Last week I was in an Indigenous Communities’ Conservation Areas Conference in Mandaluyong City and among those whom I met was Tubad.
Tubad was one proud Aeta. For two days, he wore a bahag or g-string to the proceedings in an air-conditioned conference room. There were other Aetas in the gathering but only Tubad wore the clothing of his people. But, I must tell you, he was not your usual Aeta.
For non-Filipino followers of this blog, the Aetas are a collection of indigenous communities in the Philippines, who lived in several parts of the country even before the Indonesians and Borneans arrived in waves. With the arrival of other groups and the Spanish colonizers, they were slowly pushed in several isolated areas in Central and Southern Luzon.
During the Cold War years, some Aetas would become jungle survival instructors to US Navy SEALs and US Army Special Forces personnel who passed through the Philippines on their way to Vietnam; and they also trained those sailors, marines, soldiers and airmen who were assigned in Subic Naval Base and Clark Air Base.
Back to Tubad. I actually got to exchange thoughts with him due to the Rafflessia flower. Tubad and I both saw a picture flashed on the screen, and he asked me for the name since he wanted to tell his fellow Aeta, Jermie, about it.
Again, for those who may not know, the Rafflesia is one of the world’s biggest flowers. And in the Philippines, species of the Rafflesia were discovered and identified by slain University of the Philippines botanist Leonard Co.
Co, forest guard Sofronio Cortez and guide Julius Borromeo were killed in an alleged encounter of government troops with members of the communist New People’s Army in Kananga, Leyte. Government troopers insist that Co and companions were caught in the crossfire. Witnesses, family and friends think otherwise. At the time of his death, Co was conducting studies on indigenous trees for a reforestation project.
Tubad told me that he had met Leonard Co when the botanist visited their community and gave them a training in identifying and documenting the various species of flowers and trees in their areas. And Co had told him much about the flower.
He also told me that he was with botanist in Leyte for the studies on indigenous trees. One time, when they were in the field, they encountered a “No Trespassing” sign and Co told him that they should turn back. Tubad jokingly told the biologist that he misunderstood the sign.
The Aeta told the biologist that the sign only forbids the entry of three people at a time (tres, being the Spanish word appropriated by Filipinos for the number 3). Tubad added: “Tatlo lang naman ang bawal sir. Ibig sabihin, pwede apat, lima, at mas marami pa (It only forbids groups of three sir. That means a group of four, five or more can go in).” Co laughed at what Tubad told him.

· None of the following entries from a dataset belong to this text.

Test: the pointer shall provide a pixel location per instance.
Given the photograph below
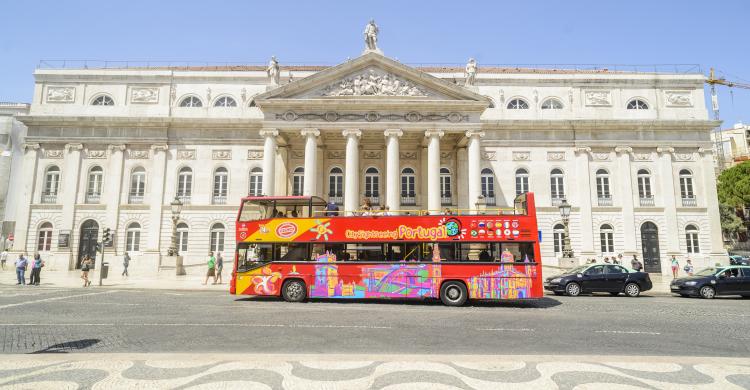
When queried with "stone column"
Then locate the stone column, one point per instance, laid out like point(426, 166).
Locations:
point(156, 199)
point(583, 188)
point(392, 169)
point(351, 175)
point(269, 160)
point(23, 213)
point(433, 169)
point(626, 194)
point(311, 161)
point(671, 232)
point(474, 163)
point(718, 253)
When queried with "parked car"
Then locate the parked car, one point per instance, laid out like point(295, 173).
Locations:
point(710, 282)
point(611, 278)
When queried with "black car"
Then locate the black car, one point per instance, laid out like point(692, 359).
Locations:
point(611, 278)
point(710, 282)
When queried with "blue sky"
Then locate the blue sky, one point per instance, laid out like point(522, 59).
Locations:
point(708, 33)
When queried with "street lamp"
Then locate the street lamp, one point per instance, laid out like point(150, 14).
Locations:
point(565, 214)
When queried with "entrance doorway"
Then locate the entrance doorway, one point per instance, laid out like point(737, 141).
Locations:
point(87, 241)
point(650, 247)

Later on, Tubad would learn of Co’s death in the news. He was not there when it happened. But he said that he will never forget what he learned from Co; nor the experiences he had with the botanist.
Incidentally, November 15 would mark a year since Co was killed by government troops. And despite the length of time since the incident happened, the investigation into the botanist’s death has yet to yield proper results. An earlier investigation has absolved the soldiers implicated of faults.

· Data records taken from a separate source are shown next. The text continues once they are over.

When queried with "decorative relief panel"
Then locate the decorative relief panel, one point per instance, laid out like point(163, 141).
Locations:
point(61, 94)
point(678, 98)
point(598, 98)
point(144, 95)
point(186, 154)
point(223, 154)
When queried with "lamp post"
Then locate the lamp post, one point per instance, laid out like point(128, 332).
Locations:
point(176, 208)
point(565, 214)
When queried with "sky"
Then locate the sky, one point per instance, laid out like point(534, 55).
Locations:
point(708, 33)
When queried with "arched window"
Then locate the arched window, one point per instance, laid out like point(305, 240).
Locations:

At the request of party-list groups, friends and family, the Department of Justice has announced that it will re-investigate the case. Agham party-list Representative Angelo Palmones has also filed a resolution in the House of Representatives calling for an investigation into the deaths of Co and his companions.

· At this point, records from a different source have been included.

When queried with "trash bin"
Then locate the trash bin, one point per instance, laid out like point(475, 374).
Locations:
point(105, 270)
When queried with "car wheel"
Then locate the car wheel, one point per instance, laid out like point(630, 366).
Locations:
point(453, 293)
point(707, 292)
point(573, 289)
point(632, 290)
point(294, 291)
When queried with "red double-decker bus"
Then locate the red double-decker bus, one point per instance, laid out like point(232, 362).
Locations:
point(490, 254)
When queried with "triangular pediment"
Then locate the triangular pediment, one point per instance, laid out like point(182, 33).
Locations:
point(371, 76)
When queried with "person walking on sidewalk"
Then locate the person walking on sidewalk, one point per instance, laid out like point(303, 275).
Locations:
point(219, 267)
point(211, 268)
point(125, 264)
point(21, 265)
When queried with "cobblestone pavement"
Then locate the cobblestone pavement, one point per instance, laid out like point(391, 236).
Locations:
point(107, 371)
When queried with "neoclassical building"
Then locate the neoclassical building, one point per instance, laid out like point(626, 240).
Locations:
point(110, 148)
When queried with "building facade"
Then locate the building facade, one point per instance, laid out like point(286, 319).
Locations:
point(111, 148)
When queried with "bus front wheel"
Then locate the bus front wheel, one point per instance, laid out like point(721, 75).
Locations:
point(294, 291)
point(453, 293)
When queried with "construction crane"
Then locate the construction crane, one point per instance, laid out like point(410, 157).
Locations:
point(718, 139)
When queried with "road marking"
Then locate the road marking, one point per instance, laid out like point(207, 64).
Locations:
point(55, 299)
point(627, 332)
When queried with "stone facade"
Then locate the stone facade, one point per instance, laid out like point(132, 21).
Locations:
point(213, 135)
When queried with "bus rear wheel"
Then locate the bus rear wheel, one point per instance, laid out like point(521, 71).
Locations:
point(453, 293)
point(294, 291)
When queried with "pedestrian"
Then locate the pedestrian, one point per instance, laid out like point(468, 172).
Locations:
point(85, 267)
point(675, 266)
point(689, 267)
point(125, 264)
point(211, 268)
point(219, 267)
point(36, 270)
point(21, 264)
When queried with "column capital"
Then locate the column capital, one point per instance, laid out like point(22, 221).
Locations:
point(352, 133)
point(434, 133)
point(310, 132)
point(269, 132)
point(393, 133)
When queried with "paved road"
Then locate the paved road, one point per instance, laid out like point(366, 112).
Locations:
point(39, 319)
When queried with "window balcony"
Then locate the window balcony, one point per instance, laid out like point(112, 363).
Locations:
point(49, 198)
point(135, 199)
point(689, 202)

I did not expect finding new stories about the slain botanist in the conference, especially since the other people I’ve interviewed about his life’s work did not talk much about him working with indigenous communities. But it was nice hearing another side of the man Director Perry Ong of the UP Institute of Biology called “a national treasure.”
I hope that the re-investigation into the deaths of Co and his companions would result to the filing of charges against those who were responsible for their deaths.
While some may just consider Co’s death as a statistic; for botanists, environmental conservationists, academics, students, and indigenous people like Tubad, he was a man with a wealth of knowledge the country could have benefited much from.
Sadly though, some government troopers with itchy fingers had reduced the exceptional botanist and his companions to mere collateral damage.